Saturday, February 03, 2007

from castells

[rise of the network society, ch3, the network enterprise, pg 171:
"A distinguished Japanese economist, Aoki, also emphasizes labor organization as the key to the success of Japanese firms:
'The main difference between the American firm and the Japanese firm may be summarized as follows: the American firm emphasizes efficiency attained through fine specialization and sharp job demarcation, whereas the Japanese firm emphasizes the capability of the workers' group to cope with local emergencies autonomously, which is developed through learning by doing and sharing knowledge on the shopfloor.'

Indeed, some of the most important organizational mechanisms underlying productivity growth in Japanese firms seems to have been overlooked by Western experts of management. Thus, Ikujiro Nonaka, on the basis of his studies of major Japanese companies, has proposed a simple, elegant model to account for the generation of knowledge in the firm. What he labels 'the knowledge-creating company' is based on the organizational interaction between 'explicit knowledge' and 'tacit knowledge' at the source of innovation. He argues that much of the knowledge accumulated in the firm comes from experience, and cannot be communicated by workers under excessively formalized mangement procedures. And yet the sources of innovation multiply when organizations are able to establish bridges to transfer tacit into explicit knowledge, explicit into tacit knowledge, tacit into tacit, and explicit into explicit. By so doing, not only is worker experience communicated and amplified to increase the formal body of knowledge in the company, but also knowledge generated in the outside world can be incorporated into the tacit habits of workers, enabling them to work out their own uses and to improve on the standard procedures. In an economic system where innovation is critical, the organizational ability to increase its sources from all forms of knowledge becomes the foundation of the innovative firm. This organizational process, however, requires the full participation of workers in the innovation process, so that they do not keep their tacit knowledge solely for their own benefit. It also requires stability of the labor force,because only then does it become rational for the individual to transfer his/her knowledge to the company, and for the company to diffuse explicit knowledge among its workers. Thus, this apparently simple mechanism, the dramatic effects of which in enhancing productivity and quality are shown in a number of case studies, in fact engages a profound transformation of management-labor relationships."

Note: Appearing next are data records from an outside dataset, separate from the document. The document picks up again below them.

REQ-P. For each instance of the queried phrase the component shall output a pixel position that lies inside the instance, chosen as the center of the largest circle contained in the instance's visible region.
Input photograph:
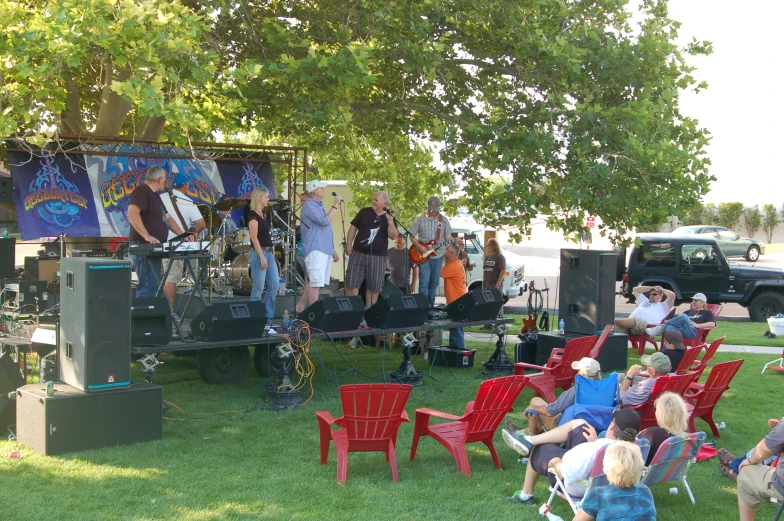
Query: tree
(574, 104)
(729, 215)
(769, 221)
(753, 218)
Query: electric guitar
(417, 258)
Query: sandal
(724, 456)
(728, 472)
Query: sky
(742, 106)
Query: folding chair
(673, 459)
(596, 478)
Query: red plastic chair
(481, 419)
(638, 341)
(677, 384)
(372, 414)
(557, 372)
(702, 333)
(688, 360)
(707, 396)
(700, 365)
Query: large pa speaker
(587, 299)
(150, 321)
(230, 321)
(477, 305)
(398, 311)
(95, 323)
(7, 257)
(332, 314)
(71, 420)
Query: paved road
(542, 265)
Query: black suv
(689, 264)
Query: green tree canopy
(573, 104)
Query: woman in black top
(261, 258)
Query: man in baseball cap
(698, 317)
(635, 391)
(430, 233)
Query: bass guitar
(417, 258)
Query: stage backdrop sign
(86, 195)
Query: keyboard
(167, 249)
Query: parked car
(731, 243)
(694, 263)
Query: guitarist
(427, 227)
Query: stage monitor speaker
(230, 321)
(398, 311)
(7, 257)
(477, 305)
(150, 321)
(42, 268)
(95, 323)
(71, 420)
(333, 314)
(6, 190)
(10, 375)
(587, 299)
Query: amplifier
(72, 420)
(230, 321)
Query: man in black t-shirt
(688, 322)
(367, 242)
(149, 223)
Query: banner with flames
(86, 195)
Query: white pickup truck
(474, 245)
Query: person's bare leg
(746, 512)
(558, 435)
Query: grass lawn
(738, 333)
(229, 457)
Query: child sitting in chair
(624, 499)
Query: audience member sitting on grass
(623, 499)
(573, 460)
(549, 413)
(729, 465)
(673, 348)
(689, 321)
(636, 389)
(672, 418)
(651, 309)
(758, 483)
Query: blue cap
(180, 179)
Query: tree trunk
(114, 108)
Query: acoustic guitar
(417, 258)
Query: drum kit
(230, 247)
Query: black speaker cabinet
(613, 356)
(333, 314)
(398, 311)
(587, 300)
(230, 321)
(7, 257)
(480, 304)
(150, 321)
(95, 323)
(72, 421)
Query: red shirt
(454, 280)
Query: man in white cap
(688, 322)
(317, 243)
(550, 413)
(430, 233)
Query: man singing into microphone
(367, 242)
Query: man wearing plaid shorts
(368, 240)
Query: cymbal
(228, 203)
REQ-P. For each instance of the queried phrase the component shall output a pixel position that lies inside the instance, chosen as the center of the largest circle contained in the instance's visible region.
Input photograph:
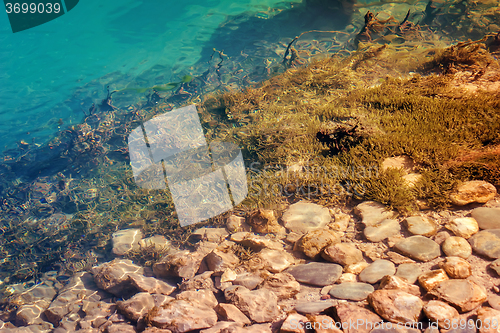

so, taking only this segment, what might we create from it? we see here a clear expression of the actual from the virtual, and the strength that comes with encouragement of the event of knowledge transformation that comes from moving the tacit into the explicit. we shouldn't be hasty with this comparison, but it is fairly interesting.
now, under a capitalist firm, especially one without strong labor stability or profit-sharing, etc, this becomes not so much paternalism as a purer form of exploitation of labor. this time, firms don't just seize labor, they seize knowledge, the knowledge of a collectivity of workers, and transform them into a commodity for exchange.
given the nomadic concepts, we cannot see this as, say, spinozist freedom from bondage. this is not quite active. it is, however, "stronger." a more joyful passion. to transform this joyful passion into an authentic action, in spinoza's sense, requires first, locally, a communist organization of the firm in question, and secondly, eventually (because there is much good in training locally as long as the agents are still focused towards deepening change and expanding and enhancing capacities and powers of action) a fully communistic society, in which all firms are communally organized (simply worker owned firms or ESOPs will suffice in the long-run, they take the good from communism and the good from capitalism, i.e. sociality but limited in space for the greater intensity in time). even this could be established incrementally, through preferential trading networks among communistic firms, as is happening already in buenos aires. not extravagantly so, not preference great enough to endanger the firms themselves, but small preferences organized systemically, that show their broader effects after several years of incubation.